The new companion is Sister Humphery, a 47-year-old woman from Missouri. She joined the Church just 3 years ago. She is divorced, no children. Her office experience seems to be limited. This will be like having one of my children as my companion--except for the fact that I don't know her, of course. Not sure how excited she will be to have "her mother" as her companion.
Sister Harper and I have developed such a close friendship and I will miss her. She has truly been a blessing in my life these first 3 months in this very foreign land.
I sent the reports to the District Clerks in each country and they in turn worked with their branch presidents, all of whom speak the language and can read the forms. The challenge is that I have to compile the reports. I am learning to figure out some things.
I'm also communicating via email with these District Clerks and with the office in Germany in English. Of course, that is not the native language for any of them, so some of the communication is more miscommunication and some of it becomes humorous. For instance, I wrote to the office in Germany to Eric deMonder who has been an absolute gem with whom to work. He responded to one of my questions by saying, "I will await your feeding." I think he meant "feedback."
Thankfully none of the reports were in Russian. However, I do receive baptism and confirmation reports in Russian. The missionaries do translate the names and information into English.
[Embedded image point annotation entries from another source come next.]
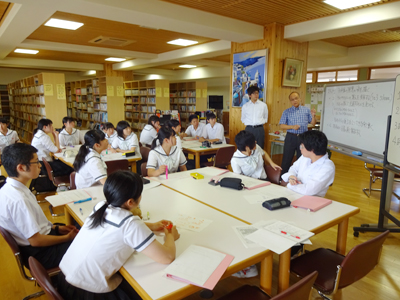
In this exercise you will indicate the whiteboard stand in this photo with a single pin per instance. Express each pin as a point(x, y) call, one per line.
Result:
point(385, 200)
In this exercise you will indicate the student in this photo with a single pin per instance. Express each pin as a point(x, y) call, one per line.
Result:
point(126, 140)
point(89, 269)
point(249, 158)
point(213, 131)
point(89, 167)
point(195, 129)
point(176, 126)
point(163, 153)
point(70, 136)
point(149, 132)
point(313, 172)
point(21, 215)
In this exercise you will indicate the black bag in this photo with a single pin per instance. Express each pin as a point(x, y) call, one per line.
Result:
point(233, 183)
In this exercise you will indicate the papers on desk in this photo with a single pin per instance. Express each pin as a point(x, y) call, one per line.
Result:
point(199, 266)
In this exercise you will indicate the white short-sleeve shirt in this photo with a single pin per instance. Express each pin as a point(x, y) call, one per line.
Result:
point(20, 214)
point(252, 166)
point(216, 132)
point(190, 131)
point(173, 161)
point(42, 142)
point(92, 171)
point(96, 254)
point(11, 137)
point(75, 138)
point(148, 134)
point(126, 144)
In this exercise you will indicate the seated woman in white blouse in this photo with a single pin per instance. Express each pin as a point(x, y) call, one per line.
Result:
point(165, 154)
point(313, 172)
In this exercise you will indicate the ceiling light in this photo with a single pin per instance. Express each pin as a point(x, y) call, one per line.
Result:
point(63, 24)
point(187, 66)
point(115, 59)
point(349, 3)
point(26, 51)
point(182, 42)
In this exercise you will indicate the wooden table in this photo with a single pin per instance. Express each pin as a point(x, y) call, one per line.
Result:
point(194, 147)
This week I've written a letter to the branch presidents, in English, with a PS in their native language, telling them if they need help with the letter to talk with their district leaders or the missionaries in their branch. I had the missionaries translate the sentence into all 4 languages (including Russian) and then typed it into each letter. Yes, my keyboard is smarter than I am--it "speaks" 3 of the 4 languages and another computer in the office "speaks" the 4th language.
The other part of it is that we have no control over the temperature. I'm told that the "city" or someone turns it on in October and off in April. Reminds me of the Weber Water at home. Sometimes the pipes are almost too hot to touch (when the temperature outside hit -6 Celsius this week) or, on two occasions this week, cold to the touch. No, Spring had not arrived, and it was a temporary condition, thankfully. It certainly got my mind running to think of an alternative source of heat (there are lots of trees outside--could we cut one down and build a fire in the living room?). A better solution was that the office is heated with it's own boiler so we could always go there. Fortunately, the pipes soon got warm again and we were okay.